Against this backdrop, major U.S. banking groups—including the Bank Policy Institute (BPI), the American Bankers Association (ABA), and the Consumer Bankers Association (CBA)—argue that stablecoins should be subject to the same supervisory and regulatory framework as banks if they are to provide interest or interest-like returns to holders. In August last year, the groups said via outlets including Cointelegraph and American Banker that stablecoin issuers sit outside key banking oversight regimes such as deposit insurance, capital requirements, and liquidity rules, and that allowing them to pay interest would put them in direct competition with bank deposits—an explicit regulatory imbalance. They conveyed to Congress and the U.S. Treasury that if stablecoins are allowed to offer returns, bank-style regulation must apply across the board; otherwise, such payouts should be explicitly prohibited.

Crypto Industry Holds the Upper Hand in Public Sentiment
Market conditions, however, appear to be tilting in favor of the crypto industry rather than the banking sector.

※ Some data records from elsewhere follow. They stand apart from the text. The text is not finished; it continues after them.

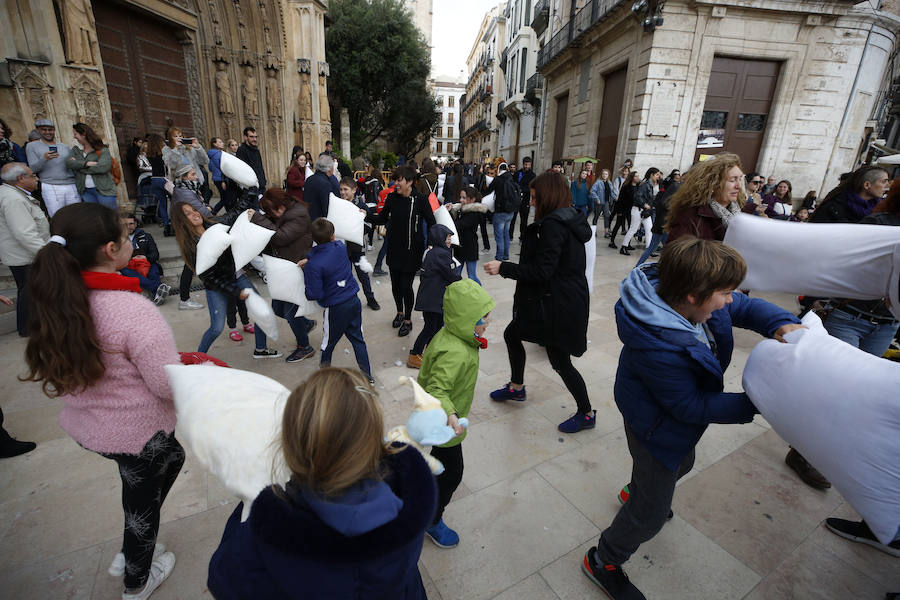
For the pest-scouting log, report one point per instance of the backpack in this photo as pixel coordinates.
(115, 169)
(510, 195)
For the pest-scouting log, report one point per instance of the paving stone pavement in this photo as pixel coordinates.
(532, 499)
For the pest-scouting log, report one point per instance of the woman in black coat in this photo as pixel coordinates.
(622, 207)
(404, 213)
(551, 302)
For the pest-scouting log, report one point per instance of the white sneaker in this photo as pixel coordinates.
(161, 292)
(189, 304)
(117, 566)
(160, 569)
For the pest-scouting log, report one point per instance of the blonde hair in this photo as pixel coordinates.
(704, 181)
(332, 432)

The Trump administration has been pursuing pro-crypto policies under its stated goal of turning the United States into the world’s crypto capital. Earlier, Patrick Witt, executive director of the President’s Digital Asset Advisory Council, warned banks in a statement that attempts to derail legislation over the issue of stablecoin interest would only entrench the status quo and deliver no meaningful results. The remark has been interpreted as a signal that the administration does not intend to be swayed by bank lobbying that it sees as stifling innovation.
Leaders in the crypto industry have also stepped up their criticism of banks. Joseph Lubin, co-founder of Ethereum, sent a letter to Congress alongside more than 125 crypto companies, stressing that restricting consumers’ freedom to use their assets would undermine U.S. competitiveness. Galaxy CEO Mike Novogratz likewise called efforts to roll back the GENIUS Act misguided, arguing that banks should stop hiding behind regulation and instead strengthen their competitiveness through fair competition.
Coinbase CEO Brian Armstrong has said that banks’ fears are overstated and that the stablecoin debate should be approached from the perspective of national competitiveness. “Stablecoin rewards do not affect the lending market, but they are a key factor in determining the global competitiveness of U.S. stablecoins,” he said, warning banks against “missing the forest for the trees.”